Turning on DirectPath I/O enables the direct connection between a VM and CUDA driver, bypassing the hypervisor. This approach connects one VM to the specific GPU. Here’s a quick drawing of how DirectPath I/O works.
Third, VMware adopted Bitfusion’s FlexDirect – a technology that enables the hypervisor to attach and manage multiple GPUs. VMware knew that DirectPath I/O works great only if you have a single VM talking to a dedicated device. If there’s something GPU hungry running in that VM and it needs more power, GPUs are getting clustered with FlexDirect.
Fourth, vSphere supports Nvidia GRID, which is fit for multiple types of workloads. GRID enables to carve up a GPU at multiple virtual devices so that each user is provided own resource. Previously, this technology supported GPU virtualization only for graphics workloads. Since introduction of Pascal GPU, Nvidia GRID supports GPU virtualization for not only graphics but also things like machine learning/deep learning based on TensorFlow, Keras, etc. Keep in mind that only GPU local memory can be shared not the computational cycles.
Did VMware succeed in GPU virtualization?
Virtualization of GPU worked out great for VMware.
Training a language model based on TensorFlow resulted in 3-4% performance hit compared to a bare-metal implementation.
VMware also ran several performance tests after marrying its hypervisor with Singularity, a container tech for HPC workloads. In other words, they conjoined containers’ ability to make applications portable and VM’s ability to operate in a shared environment; sounds like an oxymoron, but VMware decided to try it. They embedded a single container per VM to prove that a GPU can be shared in such environment. VMware divided their test GPU into four pieces, running a vSphere-Singularity VM on each. For 17% performance trade-off, GPU showed three times higher throughput once shared.
VMware is not alone. Who’s else developing GPU virtualization?
AMD and Intel.
AMD’s bet is MxGPU which is based on SR-IOV. The main idea behind SR-IOV is virtualization of network adapters. AMD knows how to make it fit for GPU virtualization. The company reported that it managed to distribute GPU power equally among 16 users.

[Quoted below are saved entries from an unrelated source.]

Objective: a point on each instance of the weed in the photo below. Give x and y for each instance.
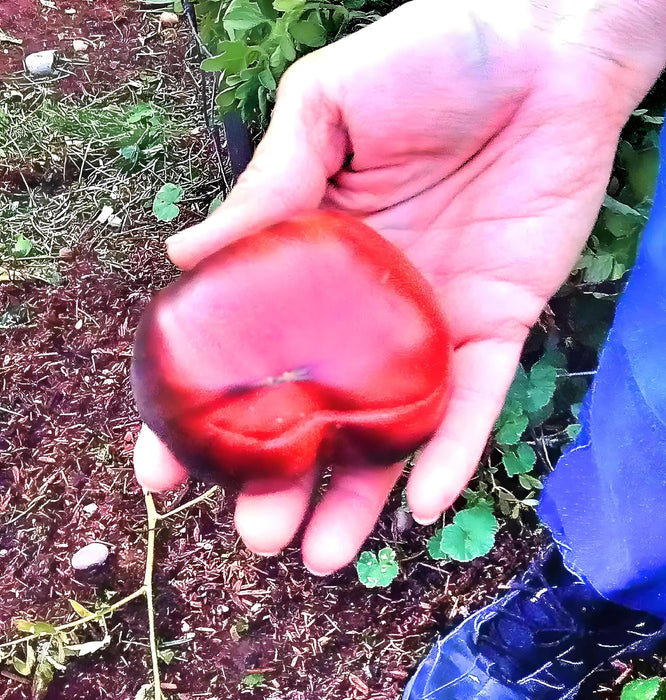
(45, 649)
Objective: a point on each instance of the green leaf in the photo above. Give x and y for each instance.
(286, 46)
(130, 153)
(543, 377)
(164, 204)
(22, 246)
(377, 569)
(529, 482)
(471, 535)
(618, 207)
(512, 429)
(79, 609)
(267, 80)
(287, 5)
(648, 689)
(309, 32)
(242, 15)
(42, 679)
(166, 655)
(226, 100)
(598, 267)
(34, 627)
(25, 667)
(232, 57)
(519, 460)
(253, 680)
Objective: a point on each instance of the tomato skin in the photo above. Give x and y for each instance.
(312, 340)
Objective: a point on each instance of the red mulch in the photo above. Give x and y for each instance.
(118, 39)
(67, 427)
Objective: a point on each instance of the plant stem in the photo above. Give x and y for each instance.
(153, 517)
(189, 504)
(82, 621)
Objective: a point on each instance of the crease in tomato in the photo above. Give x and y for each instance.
(312, 340)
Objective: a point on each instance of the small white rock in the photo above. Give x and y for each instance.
(93, 554)
(40, 64)
(106, 212)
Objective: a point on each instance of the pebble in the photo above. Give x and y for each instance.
(94, 554)
(40, 64)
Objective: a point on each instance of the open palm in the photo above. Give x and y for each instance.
(479, 150)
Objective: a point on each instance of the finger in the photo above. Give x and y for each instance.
(482, 374)
(156, 469)
(346, 515)
(270, 511)
(305, 145)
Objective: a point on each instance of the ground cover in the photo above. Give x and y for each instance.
(81, 159)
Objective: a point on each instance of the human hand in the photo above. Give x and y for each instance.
(478, 141)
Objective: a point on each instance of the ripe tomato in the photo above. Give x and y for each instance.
(312, 340)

Intel develops a solution based on Citrix XenServer 7. Intel’s tech merges a VM and GPU driver. By virtualizing GPU in that way, Intel expects to enable hundreds of users to access GPU at a time.

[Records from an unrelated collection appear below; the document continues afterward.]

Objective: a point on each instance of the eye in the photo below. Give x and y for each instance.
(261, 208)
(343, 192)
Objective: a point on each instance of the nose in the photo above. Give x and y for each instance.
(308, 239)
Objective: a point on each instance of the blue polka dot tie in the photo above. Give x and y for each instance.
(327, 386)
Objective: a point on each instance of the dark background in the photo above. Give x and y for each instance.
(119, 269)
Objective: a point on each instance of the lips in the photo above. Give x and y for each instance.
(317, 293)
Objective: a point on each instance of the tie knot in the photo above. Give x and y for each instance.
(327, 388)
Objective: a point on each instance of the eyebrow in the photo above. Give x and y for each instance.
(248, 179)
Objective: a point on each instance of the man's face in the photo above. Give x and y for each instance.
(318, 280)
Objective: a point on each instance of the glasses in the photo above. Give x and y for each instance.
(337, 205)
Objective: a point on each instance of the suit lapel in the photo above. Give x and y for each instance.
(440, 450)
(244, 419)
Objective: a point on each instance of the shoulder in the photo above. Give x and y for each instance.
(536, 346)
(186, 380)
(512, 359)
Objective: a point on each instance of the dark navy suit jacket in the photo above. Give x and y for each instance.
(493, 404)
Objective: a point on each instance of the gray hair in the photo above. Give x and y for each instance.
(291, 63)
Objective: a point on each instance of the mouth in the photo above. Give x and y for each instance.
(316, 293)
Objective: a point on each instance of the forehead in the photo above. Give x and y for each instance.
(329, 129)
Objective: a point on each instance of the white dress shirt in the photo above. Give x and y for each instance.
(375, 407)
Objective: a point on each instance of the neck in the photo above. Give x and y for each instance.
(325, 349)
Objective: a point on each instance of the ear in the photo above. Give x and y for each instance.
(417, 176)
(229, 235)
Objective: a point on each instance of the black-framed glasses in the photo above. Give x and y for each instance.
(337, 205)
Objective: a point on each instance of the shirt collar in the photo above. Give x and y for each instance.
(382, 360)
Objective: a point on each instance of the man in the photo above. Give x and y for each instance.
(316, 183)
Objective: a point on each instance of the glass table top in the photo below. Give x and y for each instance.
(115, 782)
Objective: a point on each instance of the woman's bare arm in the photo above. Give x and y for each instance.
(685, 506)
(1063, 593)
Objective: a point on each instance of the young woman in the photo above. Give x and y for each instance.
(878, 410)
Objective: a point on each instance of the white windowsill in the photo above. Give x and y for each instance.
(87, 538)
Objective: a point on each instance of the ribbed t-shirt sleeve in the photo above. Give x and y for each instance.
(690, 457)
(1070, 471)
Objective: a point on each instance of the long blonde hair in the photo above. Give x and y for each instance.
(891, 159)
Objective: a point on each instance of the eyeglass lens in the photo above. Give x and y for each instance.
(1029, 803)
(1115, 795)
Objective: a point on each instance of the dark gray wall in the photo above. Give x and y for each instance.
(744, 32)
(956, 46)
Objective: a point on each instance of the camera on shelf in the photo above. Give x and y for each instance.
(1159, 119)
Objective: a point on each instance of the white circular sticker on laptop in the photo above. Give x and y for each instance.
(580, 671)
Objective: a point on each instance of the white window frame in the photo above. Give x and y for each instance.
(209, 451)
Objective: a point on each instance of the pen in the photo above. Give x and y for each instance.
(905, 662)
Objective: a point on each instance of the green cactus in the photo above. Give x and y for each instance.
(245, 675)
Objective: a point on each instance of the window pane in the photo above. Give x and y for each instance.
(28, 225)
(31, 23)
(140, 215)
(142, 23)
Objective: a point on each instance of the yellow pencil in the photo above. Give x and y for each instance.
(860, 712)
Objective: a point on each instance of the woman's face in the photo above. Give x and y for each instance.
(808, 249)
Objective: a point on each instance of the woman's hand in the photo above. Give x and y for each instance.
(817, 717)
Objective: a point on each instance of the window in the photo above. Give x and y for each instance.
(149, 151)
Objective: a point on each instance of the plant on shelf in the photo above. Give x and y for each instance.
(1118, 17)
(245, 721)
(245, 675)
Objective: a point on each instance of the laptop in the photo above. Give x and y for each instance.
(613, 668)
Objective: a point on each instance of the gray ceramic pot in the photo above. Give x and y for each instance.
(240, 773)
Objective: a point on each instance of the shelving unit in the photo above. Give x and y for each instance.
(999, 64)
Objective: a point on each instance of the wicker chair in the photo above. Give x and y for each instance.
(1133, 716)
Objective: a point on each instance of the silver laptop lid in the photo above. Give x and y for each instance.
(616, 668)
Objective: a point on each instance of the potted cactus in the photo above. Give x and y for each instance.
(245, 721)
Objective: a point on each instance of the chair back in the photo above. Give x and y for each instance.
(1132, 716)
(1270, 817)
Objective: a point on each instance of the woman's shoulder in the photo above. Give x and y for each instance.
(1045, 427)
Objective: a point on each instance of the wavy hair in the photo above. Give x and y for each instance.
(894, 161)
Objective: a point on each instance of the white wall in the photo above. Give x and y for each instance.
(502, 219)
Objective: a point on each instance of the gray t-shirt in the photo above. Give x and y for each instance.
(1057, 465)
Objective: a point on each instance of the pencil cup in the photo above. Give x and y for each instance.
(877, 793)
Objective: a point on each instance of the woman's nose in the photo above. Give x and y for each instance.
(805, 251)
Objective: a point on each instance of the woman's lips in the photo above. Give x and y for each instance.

Nowadays, no one virtualizes rendering, modeling, simulations, and tasks related to machine learning. VMware breaks the glass ceiling by making its products fit for these purposes.
By 2022, this tech will bring manufacturers of HPC solutions $45 billion; that’s 29% higher than forecasts made two years ago. There may also come some solutions that make GPU virtualization more efficient.
Now, let’s get back to the hardware for a while. Engineers try to assemble graphics processors and CPUs on one chip to get the best of two worlds. This approach will incredibly boost data processing incredibly and ensure smart utilization of data center resources. It saves more space after all!